9 July 2021, at 12:30am

A multidisciplinary team from Murdoch University is working to convert agricultural wastewater into high-value bioplastics, preventing the pollution of local waterways in the process.

Intensive production in pig, dairy and poultry farms generates significant amounts of effluent that contain high concentrations of pollutants, posing one of the biggest environmental challenges facing producers today.

The wastewater produced in cleaning and washdown facilities on these farms cannot be directly released to the environment.

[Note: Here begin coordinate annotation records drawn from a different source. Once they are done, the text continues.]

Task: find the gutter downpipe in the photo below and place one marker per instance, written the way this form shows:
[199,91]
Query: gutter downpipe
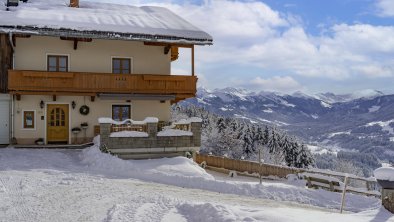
[12,98]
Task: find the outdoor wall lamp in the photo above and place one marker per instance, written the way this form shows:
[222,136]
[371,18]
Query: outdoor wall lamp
[12,3]
[42,104]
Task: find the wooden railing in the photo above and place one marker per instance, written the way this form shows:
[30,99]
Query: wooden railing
[36,82]
[254,168]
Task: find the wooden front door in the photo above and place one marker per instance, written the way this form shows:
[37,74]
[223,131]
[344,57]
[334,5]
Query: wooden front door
[57,123]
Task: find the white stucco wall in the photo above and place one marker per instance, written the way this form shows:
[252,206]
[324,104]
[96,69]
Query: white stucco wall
[99,108]
[96,56]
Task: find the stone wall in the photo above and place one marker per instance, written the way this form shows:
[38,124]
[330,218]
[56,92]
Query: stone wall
[388,199]
[152,146]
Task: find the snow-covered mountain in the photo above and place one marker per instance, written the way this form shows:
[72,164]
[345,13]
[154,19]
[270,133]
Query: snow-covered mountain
[362,121]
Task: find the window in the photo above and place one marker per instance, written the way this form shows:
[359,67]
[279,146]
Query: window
[121,66]
[121,112]
[29,121]
[57,63]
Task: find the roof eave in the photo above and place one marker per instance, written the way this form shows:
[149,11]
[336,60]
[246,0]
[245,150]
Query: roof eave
[103,35]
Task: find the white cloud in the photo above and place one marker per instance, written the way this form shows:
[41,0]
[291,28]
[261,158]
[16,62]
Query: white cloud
[385,8]
[252,34]
[277,83]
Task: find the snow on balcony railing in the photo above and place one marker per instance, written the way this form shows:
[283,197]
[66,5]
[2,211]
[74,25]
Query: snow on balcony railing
[180,128]
[129,125]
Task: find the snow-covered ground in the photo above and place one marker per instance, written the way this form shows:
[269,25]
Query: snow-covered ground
[87,185]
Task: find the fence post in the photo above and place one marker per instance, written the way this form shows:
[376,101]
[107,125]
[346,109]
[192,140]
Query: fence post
[260,166]
[343,194]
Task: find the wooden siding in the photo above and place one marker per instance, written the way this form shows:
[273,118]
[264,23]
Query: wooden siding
[5,61]
[64,83]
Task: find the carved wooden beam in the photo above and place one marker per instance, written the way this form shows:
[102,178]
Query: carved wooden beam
[19,36]
[76,40]
[167,49]
[166,44]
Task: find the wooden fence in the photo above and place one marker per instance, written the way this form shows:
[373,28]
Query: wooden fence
[254,168]
[247,166]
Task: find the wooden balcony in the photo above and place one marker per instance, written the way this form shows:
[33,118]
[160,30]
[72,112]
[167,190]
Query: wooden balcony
[25,82]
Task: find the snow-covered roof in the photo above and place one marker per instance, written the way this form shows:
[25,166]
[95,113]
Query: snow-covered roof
[128,121]
[384,173]
[100,20]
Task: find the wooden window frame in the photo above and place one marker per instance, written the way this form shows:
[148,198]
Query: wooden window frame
[120,105]
[24,123]
[121,64]
[57,62]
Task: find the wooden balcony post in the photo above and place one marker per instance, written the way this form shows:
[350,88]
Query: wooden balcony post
[193,60]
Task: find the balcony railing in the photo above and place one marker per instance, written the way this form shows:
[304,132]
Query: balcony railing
[41,82]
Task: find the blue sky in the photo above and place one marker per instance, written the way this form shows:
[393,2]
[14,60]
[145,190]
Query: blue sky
[313,46]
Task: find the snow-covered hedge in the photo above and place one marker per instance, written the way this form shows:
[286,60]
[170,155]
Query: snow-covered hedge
[384,173]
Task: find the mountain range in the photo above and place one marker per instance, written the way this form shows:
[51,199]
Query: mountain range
[361,122]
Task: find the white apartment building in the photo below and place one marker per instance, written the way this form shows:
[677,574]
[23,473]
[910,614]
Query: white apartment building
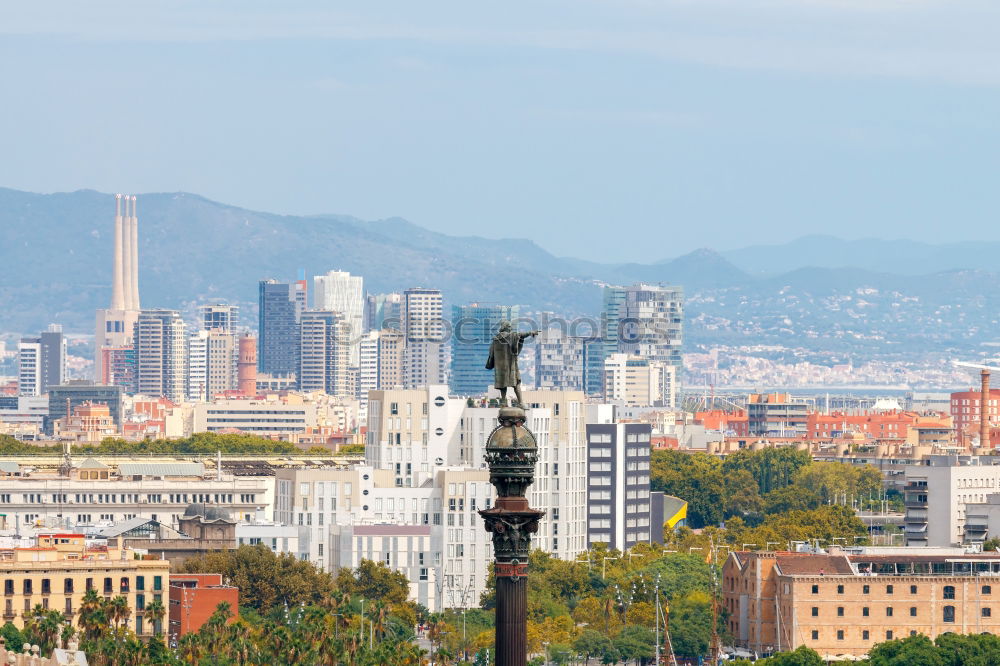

It can be composted or diluted to create a fertilizer - a process that is cost negative overall and can result in excessive nutrient build-up in treated pastures.

An interdisciplinary team of researchers from Murdoch University has come up with a novel solution to the problem. And, it’s led to them being announced as one of eight finalists in the Bridge Hub 2020 Water Challenge Research Stream.

Dr Damian Laird (Chemistry & Physics), Associate Professor Navid Moheimani (Environmental & Conservation Sciences) and Professor Parisa Bahri (Energy & Engineering) are developing a unique approach to converting waste from piggeries and dairies into bioplastics.

“The microalgae convert the potentially polluting nitrogen and phosphorus into biomass that can be transformed into biodegradable bioplastics. The process effectively cleans water, sequesters carbon and reduces pollution.

“Ideally, the process transforms the waste disposal process for these industries from a cost centre to making a profit. And the wider environment also wins as the nutrients contained in the waste get recycled, rather than potentially ending up in local waterways and estuaries.”

The 2020 Water Challenge seeks to uncover the best and brightest research and identify innovative ideas and startups that positively impact water sustainability within our agrisystem.

A research winner from Australia and New Zealand will each receive a cash prize of $25,000. Investment services and ideas incubator Blue River Group will invest up to $100,000 into the commercial outcome of the prize winning research from each country.

Finalists take part in a series of workshops on how to hone innovations to attract commercialization partners. The workshops are facilitated by experienced technical innovation teams at Callaghan Innovations (New Zealand) and the Canberra Innovation Network (Australia).

“We’re really interested in finding solutions for primary producers that provide business and environmental benefit their overall operations and that fit into the emerging circular economy”, Dr. Laird said.

“We are really pleased that this idea has resonated with the Water Challenge team, which is really focused on novel solutions to better utilize water resources across all agriculture.”